I have written both of my state senators as I've implored all of you to do. Mel Martinez replied with a canned response, but did include his floor speech bashing CEOs and golden parachutes, even pushing for prosecution. And he should. Here's how these guys have made out over the last 5 years..."Wall Street's five biggest firms paid more than $3 billion in the last five years to their top executives, while they presided over the packaging and sale of loans that helped bring down the investment-banking system." A Bloomberg article yesterday detailed how S&P sold out 7 years ago. "Frank Raiter says his former employer, Standard & Poor's, placed a ``For Sale'' sign on its reputation on March 20, 2001. That day, a member of an S&P executive committee ordered him, the company's top mortgage official, to grade a real estate investment he'd never reviewed." And there you have it, the end of AAA as a meaningful designation. Of course, Moody's and Fitch followed suit competing for huge dollars and began down the road of "rating cow manure if they were asked to."

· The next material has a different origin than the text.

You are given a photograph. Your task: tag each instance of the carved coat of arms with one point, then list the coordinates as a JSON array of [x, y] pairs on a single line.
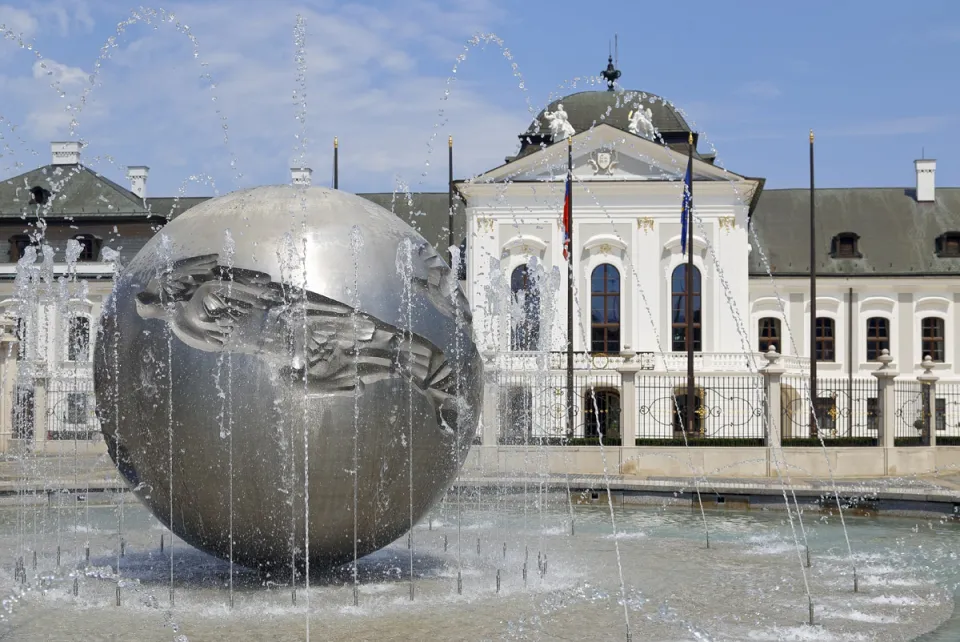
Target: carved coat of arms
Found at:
[[603, 162]]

I've heard from a few of you about taking positions. As I've asserted many times, we'll keep playing for homeruns here. But there's no need to panic. Let the markets do that. The rules are changing every day and we can't risk another ex post facto hit to our positions. I'm informed that E-Trade simply forced investors to close their positions if they held no-short stocks that expired during the ban, effectively reducing their investment to 0. There will be an overshoot on the bailout announcement and the subsequent devastation of the market on the way down, allowing for bargains on both ends. Be patient.